Now we are seeing the costs associated with lengthy prison sentences that do not restore and rehabilitate offenders, and the U.S. is beginning to eye countries such as Germany who have much lower prison terms and a much lower crime rate due to rehabilitative measures and societal re-entry programs. As a result, the former California Department of Corrections added “and Rehabilitation” to its name in 2004. And, thanks to rehabilitation efforts, nearly one-third of all parole hearings for lifers resulted in parole being granted last year—a grand total of 1,183 lifers making parole in California in 2019.

As a society, we aren’t done with these lifers. They will continue to cost us valuable resources as they are supervised on parole for a period of three to ten or even twenty years. It is much less costly than the more than $75,000 per year it costs to house one inmate, in California, but it still costs precious tax dollars. And the costs only escalate if the formerly incarcerated—lifers or not—remain homeless and jobless.

I’ve learned what a difference it makes when a parolee is welcomed into a church, helped with job training if needed, and matched with a place to live and a basic job. Not only do they begin paying society back, but they are faced with the staggering truth of redemptive love.

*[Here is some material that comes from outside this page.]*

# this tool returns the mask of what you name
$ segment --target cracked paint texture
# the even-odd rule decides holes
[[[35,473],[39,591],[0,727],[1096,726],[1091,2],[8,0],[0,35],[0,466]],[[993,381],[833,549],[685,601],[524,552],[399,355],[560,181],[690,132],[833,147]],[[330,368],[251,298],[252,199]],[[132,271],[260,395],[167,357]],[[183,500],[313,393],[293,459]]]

I’m blessed to have welcoming friends, family, and business partners, but many don’t have these things. I’ve had to ask myself what kind of country do I really want? Are safety and restoration mutually exclusive concepts?

As a Christian, will I continue to believe “tough on crime” is best, is right, is … biblical? Or will I be willing to put down the stone when Jesus writes in the dirt? Can I rejoice with the Father when the Prodigal returns? Even for me, this is difficult.